Wynne says no tax hikes needed to balance books
Premier Kathleen Wynne promises no new taxes.
Nov. 4, 2016
By Robert Benzie
Read her lips: no new taxes.
That was the message from Premier Kathleen Wynne on Friday despite a controversial accounting change that will make it more challenging for the Liberals to balance the books next year as promised.
“We’re not going to raise taxes on middle-class families,” Wynne told the Globe and Mail’s Robert Fife in a fireside chat at the Ontario Economic Summit in Niagara-on-the-Lake.
“We’re not going to do anything that is going to harm people who are just feeling the benefits of some of the recovery.”
Her comments came the Financial Accountability Office warned that auditor general Bonnie Lysyk’s decision to no longer consider government co-sponsored pension funds as assets would affect the bottom line.
Lysyk - who, like all her predecessors dating back to 2001, counted the province’s stake in the Ontario Public Service Employees’ Union Pension Plan and the Ontario Teachers’ Pension Plan as assets last year - announced the accounting change last month.
The move, which is questioned by some experts, would effectively eliminate $10.7 billion in government assets.
On Thursday, the Financial Accountability Office said the change would mean a $5.2-billion deficit in 2016-17 and a $2.6-billion shortfall the following fiscal year.

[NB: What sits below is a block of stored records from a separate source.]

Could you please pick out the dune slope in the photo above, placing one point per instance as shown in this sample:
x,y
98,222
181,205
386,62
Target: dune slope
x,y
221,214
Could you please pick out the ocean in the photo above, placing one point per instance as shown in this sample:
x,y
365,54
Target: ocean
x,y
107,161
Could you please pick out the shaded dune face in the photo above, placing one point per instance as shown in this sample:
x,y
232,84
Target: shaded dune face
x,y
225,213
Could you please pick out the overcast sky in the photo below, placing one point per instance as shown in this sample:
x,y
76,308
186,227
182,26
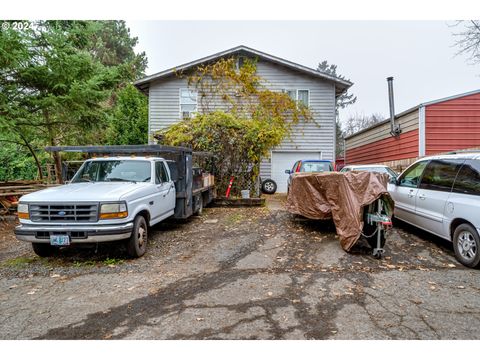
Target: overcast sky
x,y
419,54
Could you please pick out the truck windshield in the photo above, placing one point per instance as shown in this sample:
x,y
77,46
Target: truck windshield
x,y
114,170
316,167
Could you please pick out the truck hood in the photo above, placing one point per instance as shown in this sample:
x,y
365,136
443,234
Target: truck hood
x,y
86,191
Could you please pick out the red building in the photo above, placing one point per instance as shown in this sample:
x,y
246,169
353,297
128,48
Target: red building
x,y
430,128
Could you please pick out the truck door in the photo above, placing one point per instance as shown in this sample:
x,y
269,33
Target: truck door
x,y
164,204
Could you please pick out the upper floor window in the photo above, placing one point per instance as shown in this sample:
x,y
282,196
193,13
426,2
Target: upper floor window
x,y
303,97
299,96
188,103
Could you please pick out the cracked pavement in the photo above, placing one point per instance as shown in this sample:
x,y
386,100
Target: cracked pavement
x,y
257,273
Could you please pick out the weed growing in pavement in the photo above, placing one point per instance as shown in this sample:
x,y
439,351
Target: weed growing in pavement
x,y
18,262
113,261
234,218
84,263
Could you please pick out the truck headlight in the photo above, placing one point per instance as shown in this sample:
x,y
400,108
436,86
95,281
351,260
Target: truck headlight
x,y
113,211
22,211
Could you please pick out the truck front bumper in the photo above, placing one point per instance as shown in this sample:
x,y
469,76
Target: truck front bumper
x,y
78,234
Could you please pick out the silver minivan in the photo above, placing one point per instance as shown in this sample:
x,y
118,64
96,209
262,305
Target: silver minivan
x,y
441,194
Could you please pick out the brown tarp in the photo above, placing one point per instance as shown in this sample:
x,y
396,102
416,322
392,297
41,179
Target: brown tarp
x,y
341,196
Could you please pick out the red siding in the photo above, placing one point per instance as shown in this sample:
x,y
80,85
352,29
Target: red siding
x,y
392,148
452,125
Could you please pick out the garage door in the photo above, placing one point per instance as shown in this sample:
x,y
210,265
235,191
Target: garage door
x,y
282,161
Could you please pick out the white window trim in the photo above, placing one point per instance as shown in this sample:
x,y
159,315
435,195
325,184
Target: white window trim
x,y
308,91
296,94
180,102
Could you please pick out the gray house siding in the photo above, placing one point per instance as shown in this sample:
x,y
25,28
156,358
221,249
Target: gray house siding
x,y
317,135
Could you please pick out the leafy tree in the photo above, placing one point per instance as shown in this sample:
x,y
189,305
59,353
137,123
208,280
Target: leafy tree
x,y
128,123
58,81
254,120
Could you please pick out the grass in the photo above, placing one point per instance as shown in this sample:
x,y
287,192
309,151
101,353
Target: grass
x,y
234,218
86,263
18,262
112,261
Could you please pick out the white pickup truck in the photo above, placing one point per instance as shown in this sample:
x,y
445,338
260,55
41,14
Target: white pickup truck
x,y
114,198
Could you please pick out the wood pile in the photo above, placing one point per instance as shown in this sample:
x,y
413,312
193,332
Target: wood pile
x,y
11,191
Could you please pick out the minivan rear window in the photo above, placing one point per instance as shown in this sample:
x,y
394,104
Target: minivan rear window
x,y
439,175
468,178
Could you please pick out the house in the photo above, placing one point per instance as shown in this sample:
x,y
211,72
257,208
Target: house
x,y
171,99
430,128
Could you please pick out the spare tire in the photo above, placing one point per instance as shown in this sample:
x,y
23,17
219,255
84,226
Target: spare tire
x,y
269,186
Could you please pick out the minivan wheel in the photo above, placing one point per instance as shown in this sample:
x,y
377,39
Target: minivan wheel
x,y
137,243
269,186
466,244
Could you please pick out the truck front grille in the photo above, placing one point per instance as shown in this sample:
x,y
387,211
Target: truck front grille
x,y
63,212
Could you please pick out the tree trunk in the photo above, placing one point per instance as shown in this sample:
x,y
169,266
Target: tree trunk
x,y
58,167
39,166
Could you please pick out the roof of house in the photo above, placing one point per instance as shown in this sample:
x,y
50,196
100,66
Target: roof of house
x,y
408,111
341,84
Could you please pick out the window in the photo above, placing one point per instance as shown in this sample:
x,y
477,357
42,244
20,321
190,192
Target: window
x,y
468,178
161,175
114,170
294,167
303,97
292,94
188,103
316,166
411,177
299,96
439,175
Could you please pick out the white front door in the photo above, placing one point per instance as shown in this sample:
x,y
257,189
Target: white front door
x,y
284,160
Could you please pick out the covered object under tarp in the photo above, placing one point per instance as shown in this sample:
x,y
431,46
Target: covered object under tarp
x,y
340,196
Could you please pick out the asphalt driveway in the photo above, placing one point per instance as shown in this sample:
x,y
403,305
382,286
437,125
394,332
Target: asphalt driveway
x,y
248,273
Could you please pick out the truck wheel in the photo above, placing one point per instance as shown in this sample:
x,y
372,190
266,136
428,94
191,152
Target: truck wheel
x,y
200,206
43,250
269,186
466,244
137,244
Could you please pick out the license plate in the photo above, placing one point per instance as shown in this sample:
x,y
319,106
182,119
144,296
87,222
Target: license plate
x,y
59,240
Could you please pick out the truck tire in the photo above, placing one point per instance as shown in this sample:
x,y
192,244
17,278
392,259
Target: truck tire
x,y
137,243
200,206
42,249
269,186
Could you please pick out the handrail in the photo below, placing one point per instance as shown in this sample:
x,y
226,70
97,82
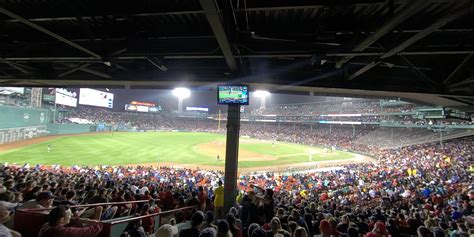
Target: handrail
x,y
150,215
88,205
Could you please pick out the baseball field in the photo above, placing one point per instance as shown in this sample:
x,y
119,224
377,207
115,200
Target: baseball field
x,y
184,149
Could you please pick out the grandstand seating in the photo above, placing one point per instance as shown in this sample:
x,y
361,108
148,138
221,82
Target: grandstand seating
x,y
411,185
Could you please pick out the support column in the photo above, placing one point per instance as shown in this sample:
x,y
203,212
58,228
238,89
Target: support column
x,y
231,156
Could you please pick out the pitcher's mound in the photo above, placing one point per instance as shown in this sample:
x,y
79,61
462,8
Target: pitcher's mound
x,y
218,148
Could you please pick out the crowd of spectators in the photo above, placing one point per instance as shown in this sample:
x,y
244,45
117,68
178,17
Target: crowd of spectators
x,y
423,190
336,107
420,190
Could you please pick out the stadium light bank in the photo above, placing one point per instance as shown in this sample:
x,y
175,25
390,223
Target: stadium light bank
x,y
262,95
182,93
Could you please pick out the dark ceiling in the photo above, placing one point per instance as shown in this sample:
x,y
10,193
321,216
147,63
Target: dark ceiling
x,y
422,46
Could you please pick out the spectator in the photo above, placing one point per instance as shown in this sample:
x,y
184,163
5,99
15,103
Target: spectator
x,y
59,225
196,223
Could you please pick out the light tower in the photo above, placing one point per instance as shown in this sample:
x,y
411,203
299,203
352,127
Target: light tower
x,y
262,95
182,93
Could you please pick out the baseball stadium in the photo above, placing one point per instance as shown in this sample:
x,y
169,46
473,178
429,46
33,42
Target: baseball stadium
x,y
236,118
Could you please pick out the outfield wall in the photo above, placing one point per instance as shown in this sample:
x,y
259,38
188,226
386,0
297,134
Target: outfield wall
x,y
21,123
59,129
17,117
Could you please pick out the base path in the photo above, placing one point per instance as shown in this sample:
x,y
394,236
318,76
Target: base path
x,y
299,166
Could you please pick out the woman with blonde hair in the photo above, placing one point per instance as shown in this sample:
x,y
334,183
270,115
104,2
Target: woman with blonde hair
x,y
300,232
277,229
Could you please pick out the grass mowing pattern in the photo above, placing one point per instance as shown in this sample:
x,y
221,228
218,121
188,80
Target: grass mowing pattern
x,y
142,148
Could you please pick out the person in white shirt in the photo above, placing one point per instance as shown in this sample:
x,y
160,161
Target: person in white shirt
x,y
5,217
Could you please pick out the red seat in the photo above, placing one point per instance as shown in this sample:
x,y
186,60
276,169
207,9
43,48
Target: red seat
x,y
29,223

Wynne’s government has been forecasting a $4.3-billion deficit for 2016-17 before returning to a surplus in 2017-18 in time for the June 2018 election.
The premier insisted the government will still balance the books on scheduled and promised a revised road map toward that when Finance Minister Charles Sousa tables the fall economic statement later this month.
Despite Friday’s pledge, Ontario consumers will still soon face some new levies, though these have been known for months.
As part of the government’s push to curb greenhouse gas emissions that contribute to climate change, gasoline prices will jump by 4.3 cents a litre in January and the average monthly natural gas bill with rise by $5 a household.